When they reached his building, the sidewalk was clean and clear of any debris. The buildings stood relatively straight up and down. Oak trees lined both sides of the street and all the streetlights worked. Night-blooming jasmine climbed up trellises, filling the air with their faint ghost scent.

Inside the building, the carpets were clean and the elevator still worked. They rode up to the top floor and went to his room, which was at the front of the building. He had to stop once more in the hallway to nurse his bad leg. When he felt better, he took out his key, unlocked the door, and pushed Zoe inside.

His room was laid out like her father’s, but that’s where the resemblance ended. This room was clean and lived in. The floor was covered with a large Persian carpet in warm colors, and the walls were freshly painted. The dresser was made of a dark, ornately carved wood, decorated with dragons at each corner. The table and chairs in his little kitchen matched the dresser. A maroon silk duvet covered the ample bed. There was a large leather armchair with carved dragon paws for legs. Through the window, Zoe could see the ocean and the moon hovering overhead.

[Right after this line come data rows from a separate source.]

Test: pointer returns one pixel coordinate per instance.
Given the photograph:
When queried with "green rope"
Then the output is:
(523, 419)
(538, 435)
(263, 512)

“Make yourself comfortable,” he said, releasing his grip on her sleeve. He pointed with the knife. “On the chair, sit on your hands.” Zoe walked to the chair and did as she was told, sliding her hands under her legs as she sat. The bird-faced man limped to the end of the bed and dropped down onto it. “What’s your name?” He stretched out his leg and winced as pain stabbed through him.

“Zoe.”

The man nodded. “I’m Prosper. Mr. Prosper to you.” He took out the flask, unscrewed it with one hand, and drank deeply. He kept a tight grip on the knife with the tip pointed in her direction. Zoe could tell that he was exhausted. He was sweating just from the effort of bringing her to the room. His lips were as drained as his gray face, and his hands shook.

It didn’t seem like a moment to be shy. “What’s wrong with your leg?” she asked.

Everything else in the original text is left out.